NatureCity’s advertisements described a number of clinical studies and data that they used to back their products. However, the FTC alleges the company never conducted a single study to support its health claims.

The owners of NatureCity, Carl Pradelli and Beth Pradelli, are named as defendants in the case. According to their company website​, they take science seriously: As supplement shoppers, Beth and Carl Pradelli know the difficulty of trying to make sure that you’re getting the most bang for your buck with the supplements that you buy. When they decided to found NatureCity, they did so with a pledge to focus only on scientifically backed branded ingredients.”

Non-compliance with endorsement and testimonial guide

In addition to the so-called ‘clinical studies,’ the company’s marketing materials featured testimonials of satisfied customers. However, NatureCity did not disclose that the reviewers received free products or free lifetime memberships as compensation for providing the review. 

The company violated the FTC’s endorsement and testimonial guide by not mentioning the reviewers received compensation. This is an issue that is becoming increasingly common with online influencers on Instagram​. 

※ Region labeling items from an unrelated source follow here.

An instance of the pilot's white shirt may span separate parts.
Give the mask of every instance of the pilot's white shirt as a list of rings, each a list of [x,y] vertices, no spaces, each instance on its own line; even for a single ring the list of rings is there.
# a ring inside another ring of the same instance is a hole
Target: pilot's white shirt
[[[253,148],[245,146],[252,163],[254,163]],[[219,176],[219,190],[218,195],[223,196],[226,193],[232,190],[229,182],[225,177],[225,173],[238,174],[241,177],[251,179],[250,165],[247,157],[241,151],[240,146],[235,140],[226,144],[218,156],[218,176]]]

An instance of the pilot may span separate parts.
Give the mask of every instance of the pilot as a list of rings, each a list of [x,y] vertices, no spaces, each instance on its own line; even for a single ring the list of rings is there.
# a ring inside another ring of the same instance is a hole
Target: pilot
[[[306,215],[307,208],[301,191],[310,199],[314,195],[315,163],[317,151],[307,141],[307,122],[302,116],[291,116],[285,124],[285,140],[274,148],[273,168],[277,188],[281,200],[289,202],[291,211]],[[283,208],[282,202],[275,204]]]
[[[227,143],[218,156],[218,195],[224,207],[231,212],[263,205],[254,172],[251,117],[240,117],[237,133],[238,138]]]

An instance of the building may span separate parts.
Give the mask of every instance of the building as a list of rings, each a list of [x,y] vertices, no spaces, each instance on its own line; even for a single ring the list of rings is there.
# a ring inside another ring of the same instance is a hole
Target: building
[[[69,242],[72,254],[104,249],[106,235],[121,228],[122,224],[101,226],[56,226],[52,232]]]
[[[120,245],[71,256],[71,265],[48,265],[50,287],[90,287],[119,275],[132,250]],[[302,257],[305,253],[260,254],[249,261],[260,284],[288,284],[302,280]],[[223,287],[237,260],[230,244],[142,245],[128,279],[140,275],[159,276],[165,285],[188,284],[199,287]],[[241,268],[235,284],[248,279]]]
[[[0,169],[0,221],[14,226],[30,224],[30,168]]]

Under the final order​, the defendants must clearly and conspicuously disclose to consumers that NatureCity was sued for deceptive advertising and that it gave some customers free products and shipping in exchange for positive reviews and testimonials for TrueAloe and AloeCran. 

NatureCity takes heat

The order also imposes an $18.7 million judgment against the defendants, which will be partially suspended after they pay the Commission $537,500.

The $537,500 is being used to provide refunds to defrauded consumers. Given this week’s refund checks total about $470,000, it appears another round of refund checks will be mailed out in the future.

FTC advises consumers who receive a refund check to cash or deposit it within 60 days. The average amount of each check is $20.83.

“The FTC has shown over and over that it will go after companies that we believe are peddling false health claims about their pills and potions,”​ stated Smith.